In questo frangente, d’improvviso ricompare Gennaro, reduce dalla prigionia.
L’animo buono e gentile di Gennaro non è stato cambiato da questa triste esperienza, anzi, ha rafforzato in lui i sentimenti della solidarietà, della semplicità di vivere negli affetti familiari, dei buoni sentimenti. E si accorge invece, con tristezza e crudo realismo, come lo stesso non si può dire per la sua famiglia, travolta dagli eventi e che ha ormai perso di vista i valori unici ed essenziali dell’esistenza: nessuno è disposto ad ascoltarlo, nessuno vuole sentire parlare della guerra, la guerra è finita, gli ripetono, ma Gennaro sa che non è vero, che la guerra non è finita, e che sopratutto ha lasciato dietro sé tante macerie, non solo materiali.
Poi gli eventi precipitano: la figlia piccola di casa, Rituccia, sta male.
Una febbre maligna sta portandosi via la povera creatura innocente. Sarà Gennaro ad accorgersi della gravità della cosa, trascurata da tutti, e il medico subito occorso confermerà l’estremo bisogno di una medicina, probabilmente la penicillina, altrimenti la piccola morirà in breve tempo.
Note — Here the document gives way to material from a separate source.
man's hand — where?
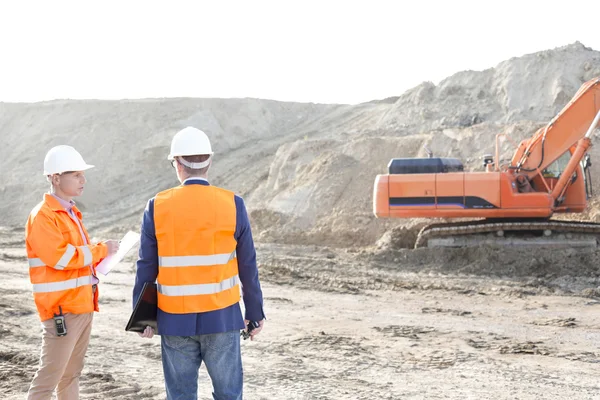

Il farmaco è stato fatto sparire dai vertici della borsa nera, di modo che il suo prezzo tenda a salire, e a nulla valgono gli sforzi, le corse, lo strazio di Amalia e di tutti gli altri protagonisti per trovare il farmaco, a qualsiasi costo.
Tutto il terzo e ultimo atto è di una drammaticità eccezionale, centrato su Amalia e Gennaro, la prima fuori di sé, vinta e terrorizzata all'idea di perdere non solo la piccola ma l’intero suo mondo di affetti di cui solo ora riconosce l’incalcolabile valore, finalmente conscia dei suoi errori e delle cose davvero essenziali dell’esistenza, e Gennaro, che pur vinto dall'amarezza, affronta con pietoso realismo gli eventi che travolgono i suoi cari.
L’innocente Rituccia si salverà?
Tutti si rivolgono angosciati con questa domanda a Gennaro, che risponde: “Addà passà a’ nuttata”.
Deve trascorrere la notte.
Gennaro si rifà all’antica saggezza popolare, che recita che solo quando è completamente buio, allora è possibile vedere la luce delle stelle.
Un lungo viaggio attraverso la notte è il solo che redime verso la luce.